The report provides insight into the quality and safety of services for children, including foster care, children’s residential centres, Oberstown Children Detention Campus and special care units. The report also reflects what children said to HIQA inspectors about their experience of these services.
HIQA’s Director of Regulation and Chief Inspector of Social Services, Mary Dunnion, said: “2018 was a huge milestone for our work in children’s services, as HIQA received new regulatory powers in children’s services when special care units became designated centres under the Health Act 2007. We also completed our first statutory investigation of children’s services with the Report of the investigation into the management of allegations of child sexual abuse against adults of concern by the Child and Family Agency (Tusla) upon the direction of the Minister for Children and Youth Affairs in June 2018. This investigation outlined a number of key recommendations to Tusla and the Minister for Children and Youth Affairs to enhance the safety and quality of child protection services in Ireland.”
HIQA also conducted 65 inspections of children’s social services throughout 2018, with reports highlighting many improvements in children’s services. However, risks in children’s services remain due to staffing shortages, ineffective governance and management, and a lack of regulation.

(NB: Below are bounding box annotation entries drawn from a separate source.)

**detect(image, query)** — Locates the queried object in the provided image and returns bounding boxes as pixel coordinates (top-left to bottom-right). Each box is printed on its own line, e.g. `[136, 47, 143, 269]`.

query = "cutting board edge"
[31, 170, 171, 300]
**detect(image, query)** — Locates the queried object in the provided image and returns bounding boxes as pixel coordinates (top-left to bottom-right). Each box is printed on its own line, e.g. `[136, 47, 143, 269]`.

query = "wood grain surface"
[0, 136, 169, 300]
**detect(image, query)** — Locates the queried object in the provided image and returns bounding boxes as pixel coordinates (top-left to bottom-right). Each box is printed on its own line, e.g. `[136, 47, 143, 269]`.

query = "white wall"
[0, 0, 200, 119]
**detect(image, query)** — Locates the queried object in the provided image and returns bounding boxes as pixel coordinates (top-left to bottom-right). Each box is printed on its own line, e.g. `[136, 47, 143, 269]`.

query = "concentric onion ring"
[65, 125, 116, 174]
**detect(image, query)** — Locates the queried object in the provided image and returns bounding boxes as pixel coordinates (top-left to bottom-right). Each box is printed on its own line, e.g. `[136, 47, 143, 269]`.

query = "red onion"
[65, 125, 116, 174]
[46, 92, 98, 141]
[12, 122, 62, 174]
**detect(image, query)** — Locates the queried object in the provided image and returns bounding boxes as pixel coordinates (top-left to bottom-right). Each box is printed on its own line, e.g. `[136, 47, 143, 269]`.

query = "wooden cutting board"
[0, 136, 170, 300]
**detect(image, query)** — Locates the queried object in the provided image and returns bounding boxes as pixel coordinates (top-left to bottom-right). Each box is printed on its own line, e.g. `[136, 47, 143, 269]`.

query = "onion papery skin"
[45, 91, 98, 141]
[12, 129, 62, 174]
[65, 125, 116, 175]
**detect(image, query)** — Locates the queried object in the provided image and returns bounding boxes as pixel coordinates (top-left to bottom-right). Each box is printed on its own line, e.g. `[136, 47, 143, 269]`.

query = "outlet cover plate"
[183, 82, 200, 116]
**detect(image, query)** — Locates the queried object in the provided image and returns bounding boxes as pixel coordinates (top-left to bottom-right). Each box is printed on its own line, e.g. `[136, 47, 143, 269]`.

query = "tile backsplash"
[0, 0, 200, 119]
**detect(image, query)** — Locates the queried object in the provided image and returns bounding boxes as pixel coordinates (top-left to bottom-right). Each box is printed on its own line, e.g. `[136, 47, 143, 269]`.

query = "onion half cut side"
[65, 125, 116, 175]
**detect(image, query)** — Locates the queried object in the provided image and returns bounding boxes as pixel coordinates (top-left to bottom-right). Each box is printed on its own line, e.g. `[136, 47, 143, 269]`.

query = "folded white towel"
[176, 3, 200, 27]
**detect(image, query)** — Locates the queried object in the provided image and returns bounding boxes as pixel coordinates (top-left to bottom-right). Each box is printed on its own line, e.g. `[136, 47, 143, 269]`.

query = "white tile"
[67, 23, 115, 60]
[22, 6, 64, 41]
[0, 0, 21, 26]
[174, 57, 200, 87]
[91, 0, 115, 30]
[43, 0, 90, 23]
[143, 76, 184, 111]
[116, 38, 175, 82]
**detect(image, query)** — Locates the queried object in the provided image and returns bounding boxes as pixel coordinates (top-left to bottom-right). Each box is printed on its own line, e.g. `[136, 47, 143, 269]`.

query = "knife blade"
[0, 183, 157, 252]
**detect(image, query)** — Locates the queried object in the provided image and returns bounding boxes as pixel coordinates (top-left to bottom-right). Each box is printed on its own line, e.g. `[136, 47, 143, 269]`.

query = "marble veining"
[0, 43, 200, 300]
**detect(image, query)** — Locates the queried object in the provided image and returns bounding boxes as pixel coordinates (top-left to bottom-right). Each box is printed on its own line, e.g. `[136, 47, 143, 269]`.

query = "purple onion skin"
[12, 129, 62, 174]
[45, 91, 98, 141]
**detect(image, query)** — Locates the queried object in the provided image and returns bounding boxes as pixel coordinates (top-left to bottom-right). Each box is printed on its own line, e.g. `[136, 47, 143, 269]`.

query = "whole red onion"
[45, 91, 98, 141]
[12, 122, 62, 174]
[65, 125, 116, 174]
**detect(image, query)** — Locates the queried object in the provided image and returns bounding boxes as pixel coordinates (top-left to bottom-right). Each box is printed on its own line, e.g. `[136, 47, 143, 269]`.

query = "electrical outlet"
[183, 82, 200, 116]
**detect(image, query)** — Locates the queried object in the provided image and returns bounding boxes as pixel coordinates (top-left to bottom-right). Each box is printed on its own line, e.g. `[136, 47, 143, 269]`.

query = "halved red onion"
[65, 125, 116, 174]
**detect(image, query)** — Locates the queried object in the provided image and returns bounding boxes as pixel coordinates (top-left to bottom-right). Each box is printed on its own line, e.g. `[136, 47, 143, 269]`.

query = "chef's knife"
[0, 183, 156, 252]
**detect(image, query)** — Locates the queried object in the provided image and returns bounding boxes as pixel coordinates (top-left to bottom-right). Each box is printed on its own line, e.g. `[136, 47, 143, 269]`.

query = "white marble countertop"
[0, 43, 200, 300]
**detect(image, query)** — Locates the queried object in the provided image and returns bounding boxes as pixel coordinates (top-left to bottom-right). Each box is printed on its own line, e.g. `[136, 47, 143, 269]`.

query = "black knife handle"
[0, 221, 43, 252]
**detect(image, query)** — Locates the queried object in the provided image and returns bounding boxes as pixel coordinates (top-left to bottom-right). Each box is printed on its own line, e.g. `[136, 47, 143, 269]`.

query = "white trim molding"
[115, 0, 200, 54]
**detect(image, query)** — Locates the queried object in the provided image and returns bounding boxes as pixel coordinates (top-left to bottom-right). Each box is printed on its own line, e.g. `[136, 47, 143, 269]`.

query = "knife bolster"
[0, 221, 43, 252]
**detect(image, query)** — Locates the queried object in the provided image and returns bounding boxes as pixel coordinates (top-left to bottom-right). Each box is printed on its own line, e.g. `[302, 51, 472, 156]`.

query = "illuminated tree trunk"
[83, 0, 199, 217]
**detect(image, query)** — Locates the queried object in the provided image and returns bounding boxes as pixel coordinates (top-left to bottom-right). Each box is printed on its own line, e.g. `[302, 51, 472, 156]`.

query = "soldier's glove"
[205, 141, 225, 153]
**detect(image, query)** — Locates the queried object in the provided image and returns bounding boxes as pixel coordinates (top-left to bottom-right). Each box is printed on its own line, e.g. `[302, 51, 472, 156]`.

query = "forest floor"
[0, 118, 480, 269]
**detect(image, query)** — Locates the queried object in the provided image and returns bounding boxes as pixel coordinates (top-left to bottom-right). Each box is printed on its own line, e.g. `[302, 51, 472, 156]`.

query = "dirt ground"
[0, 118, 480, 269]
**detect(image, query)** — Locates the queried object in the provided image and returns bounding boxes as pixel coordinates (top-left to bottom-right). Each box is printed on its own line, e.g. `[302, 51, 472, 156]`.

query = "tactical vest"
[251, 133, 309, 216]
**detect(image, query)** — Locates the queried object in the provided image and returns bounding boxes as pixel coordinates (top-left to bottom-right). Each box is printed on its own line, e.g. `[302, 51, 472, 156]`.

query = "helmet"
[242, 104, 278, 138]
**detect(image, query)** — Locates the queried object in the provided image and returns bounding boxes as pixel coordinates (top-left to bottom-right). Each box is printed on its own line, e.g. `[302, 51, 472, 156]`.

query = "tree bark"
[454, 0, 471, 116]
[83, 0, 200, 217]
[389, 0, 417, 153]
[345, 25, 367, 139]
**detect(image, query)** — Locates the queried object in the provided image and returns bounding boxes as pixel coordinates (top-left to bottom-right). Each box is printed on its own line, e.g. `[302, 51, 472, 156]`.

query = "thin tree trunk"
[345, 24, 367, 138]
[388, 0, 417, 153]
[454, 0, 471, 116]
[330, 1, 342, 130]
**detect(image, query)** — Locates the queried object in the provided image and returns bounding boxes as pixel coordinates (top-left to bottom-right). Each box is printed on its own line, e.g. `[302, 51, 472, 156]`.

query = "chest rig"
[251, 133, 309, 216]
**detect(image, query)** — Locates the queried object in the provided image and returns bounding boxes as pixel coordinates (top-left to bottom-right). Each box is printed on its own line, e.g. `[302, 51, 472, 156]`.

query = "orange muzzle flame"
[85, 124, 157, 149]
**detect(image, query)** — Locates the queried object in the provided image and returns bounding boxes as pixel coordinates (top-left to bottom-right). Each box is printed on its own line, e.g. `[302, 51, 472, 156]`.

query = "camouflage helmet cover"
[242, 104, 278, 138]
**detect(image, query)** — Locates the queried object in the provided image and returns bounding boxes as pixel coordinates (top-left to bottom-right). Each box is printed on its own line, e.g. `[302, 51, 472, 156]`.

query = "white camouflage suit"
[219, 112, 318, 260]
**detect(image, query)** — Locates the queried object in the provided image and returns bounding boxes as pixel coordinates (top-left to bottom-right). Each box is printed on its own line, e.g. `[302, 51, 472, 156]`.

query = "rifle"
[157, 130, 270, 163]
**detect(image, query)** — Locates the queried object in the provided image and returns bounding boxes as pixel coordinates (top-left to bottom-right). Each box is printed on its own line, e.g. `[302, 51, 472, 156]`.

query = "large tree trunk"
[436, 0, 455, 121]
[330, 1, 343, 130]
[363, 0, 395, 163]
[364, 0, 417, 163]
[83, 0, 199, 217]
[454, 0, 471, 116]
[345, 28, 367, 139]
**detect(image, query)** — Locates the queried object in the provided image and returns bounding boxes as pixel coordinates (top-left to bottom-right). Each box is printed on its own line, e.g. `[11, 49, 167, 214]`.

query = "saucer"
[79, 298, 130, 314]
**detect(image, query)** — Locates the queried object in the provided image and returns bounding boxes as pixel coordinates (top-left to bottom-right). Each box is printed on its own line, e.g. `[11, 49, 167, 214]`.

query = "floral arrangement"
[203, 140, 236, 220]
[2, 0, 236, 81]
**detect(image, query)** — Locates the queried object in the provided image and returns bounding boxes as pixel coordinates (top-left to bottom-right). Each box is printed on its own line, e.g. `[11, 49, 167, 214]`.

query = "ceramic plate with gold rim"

Mary Dunnion continued: “An analysis of HIQA’s inspection and investigation findings show the critical importance of strong leadership and effective systems for governing and managing children’s services. Within the context and limitations of inadequate staffing, prioritisation of risk-based work is critical; but this was not always evident in services inspected in 2018. As a result, children and their families experience variance in the quality and timeliness of the services they receive.”
“Our experience over the past 10 years in the regulation of other health and social care services shows that regulation is a driver of quality and safety. There is, however, no regulation of child protection and welfare or foster care services in Ireland. This means that HIQA does not have the legal remit to take action when inspectors uncover examples of poor or unsafe service provision other than to escalate the situation to Tusla and to the Department of Children and Youth Affairs.”
“HIQA continues to work with the Department of Children and Youth Affairs to plan for the transfer of the registration and inspection functions for non-statutory children’s residential centres from Tusla to the Chief Inspector in HIQA. The expansion of HIQA’s remit in regard to the formal regulation of all children’s residential centres, statutory and non-statutory, will further enhance the protections available to at-risk children and better equip us to take appropriate enforcement action against poorly-performing service providers.”
The Annual overview report on the inspection and regulation of children’s services – 2018 is available from the link below.
For further information please contact:
Marty Whelan, Head of Communications and Stakeholder Engagement
01 814 7480 / 086 244 7623 / firstname.lastname@example.org
Notes to Editor:
- HIQA is responsible for regulating and monitoring the quality and safety of adult and children’s health and social care services across Ireland.
- During 2018, HIQA conducted 65 inspections of children’s services including:
- five inspections of four special care units,
- 38 inspections of statutory residential services,
- 13 of statutory foster care,
- seven of private foster care services,
- one inspection of Oberstown Children Detention Campus
- and one inspection of a child protection and welfare service.
- On 1 January 2018, special care units became designated centres under the Health Act 2007 (as amended), requiring HIQA to determine if they were fit for registration by year end. Three special care units were registered by November 2018, and one closed down during 2018.
- HIQA will be publishing overview reports of 2018 activity in healthcare services, and services for older people and people with disabilities in the coming weeks.